Subsetting input files result in higher number of aligned reads
We recently observed that when we subset our input fastq files, we get more aligned reads than when running the complete file at once.
The input file contains 594,589 reads.
Command used to run the complete input file:
diamond blastx -d database.dmnd -q input_file.fastq -p 16 --mid-sensitive -o output_file.txt -f 6 -k 1 -b 10 -c 1 -t /tmp
Command used to subset and run Diamond on the subsets:
split -l 4000 input_file.fastq split_fastq
for f in split_fastq*; do
diamond blastx -d database.dmnd -q $f -p 16 --mid-sensitive -o ${f}.dmnd.txt -f 6 -k 1 -b 10 -c 1 -t /tmp
done
cat split_fastq*.dmnd.txt > output_file.txt
When running the complete input file, we got 250,621 reads aligned, when running the subset with 100,000 reads per subset, we got 368,446 reads aligned, and when running the subset with 1000 reads per subset, we got 490,287 reads aligned.

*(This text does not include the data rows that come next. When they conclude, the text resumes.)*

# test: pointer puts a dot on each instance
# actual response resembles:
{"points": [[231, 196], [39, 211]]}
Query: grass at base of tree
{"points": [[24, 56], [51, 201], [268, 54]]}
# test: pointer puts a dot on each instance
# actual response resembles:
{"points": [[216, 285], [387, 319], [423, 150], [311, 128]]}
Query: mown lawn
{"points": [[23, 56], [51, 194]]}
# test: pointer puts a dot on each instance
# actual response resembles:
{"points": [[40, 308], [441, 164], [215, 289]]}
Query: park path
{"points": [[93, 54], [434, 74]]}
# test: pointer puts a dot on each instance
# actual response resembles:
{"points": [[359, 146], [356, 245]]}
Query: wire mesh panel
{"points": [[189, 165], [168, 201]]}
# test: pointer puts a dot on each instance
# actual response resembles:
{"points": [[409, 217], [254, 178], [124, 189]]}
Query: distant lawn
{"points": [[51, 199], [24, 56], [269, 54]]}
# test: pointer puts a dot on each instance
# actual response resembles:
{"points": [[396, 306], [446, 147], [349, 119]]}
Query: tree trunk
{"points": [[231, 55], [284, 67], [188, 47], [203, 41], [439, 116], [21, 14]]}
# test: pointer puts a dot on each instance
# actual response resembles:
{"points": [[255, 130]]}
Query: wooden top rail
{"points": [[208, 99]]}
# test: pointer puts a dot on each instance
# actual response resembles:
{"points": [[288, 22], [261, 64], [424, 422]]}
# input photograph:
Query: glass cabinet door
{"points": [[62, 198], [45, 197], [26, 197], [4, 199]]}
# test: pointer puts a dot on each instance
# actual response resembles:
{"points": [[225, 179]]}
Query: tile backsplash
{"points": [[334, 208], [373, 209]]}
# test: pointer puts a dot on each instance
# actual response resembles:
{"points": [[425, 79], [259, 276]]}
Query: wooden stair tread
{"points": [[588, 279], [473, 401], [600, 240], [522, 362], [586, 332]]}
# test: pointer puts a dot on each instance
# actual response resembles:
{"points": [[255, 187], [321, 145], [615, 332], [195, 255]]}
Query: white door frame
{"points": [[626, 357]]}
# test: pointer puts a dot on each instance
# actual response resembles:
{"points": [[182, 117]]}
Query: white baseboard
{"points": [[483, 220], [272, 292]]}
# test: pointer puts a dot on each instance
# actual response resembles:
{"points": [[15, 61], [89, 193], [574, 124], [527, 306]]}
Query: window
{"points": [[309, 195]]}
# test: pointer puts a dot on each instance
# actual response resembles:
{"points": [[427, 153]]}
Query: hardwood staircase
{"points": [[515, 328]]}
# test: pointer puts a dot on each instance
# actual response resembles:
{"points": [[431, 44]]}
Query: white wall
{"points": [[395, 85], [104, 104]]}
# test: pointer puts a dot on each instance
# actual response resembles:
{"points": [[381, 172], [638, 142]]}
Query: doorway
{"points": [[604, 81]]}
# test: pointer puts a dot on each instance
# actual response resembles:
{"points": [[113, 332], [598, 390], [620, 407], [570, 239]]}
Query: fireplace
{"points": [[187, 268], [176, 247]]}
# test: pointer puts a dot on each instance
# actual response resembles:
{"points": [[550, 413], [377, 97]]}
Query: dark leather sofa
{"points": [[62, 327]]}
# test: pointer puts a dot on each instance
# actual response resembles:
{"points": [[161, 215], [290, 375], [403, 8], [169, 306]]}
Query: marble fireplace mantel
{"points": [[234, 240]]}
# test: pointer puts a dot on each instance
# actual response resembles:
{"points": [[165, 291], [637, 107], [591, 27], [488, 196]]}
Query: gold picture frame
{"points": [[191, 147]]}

Is this normal behavior, and how can we get the output for all reads that aligned with the subsets when running the complete dataset?
One reason could be the query-indexed mode that is automatically used for small query files, but does not have equivalent sensitivity to the default mode. You can explicitly control this by setting --algo 0 and --algo 1. If you need more sensitivity, a better way to do this is probably to run the whole file and use --sensitive etc. If these are long reads, you should also consider frameshift alignment mode.
I have added the --algo 1 argument. To lead this work, I needed to change the --mid-sensitive to the --sensitive argument. This resulted in a higher number of aligned reads. Thanks for the help.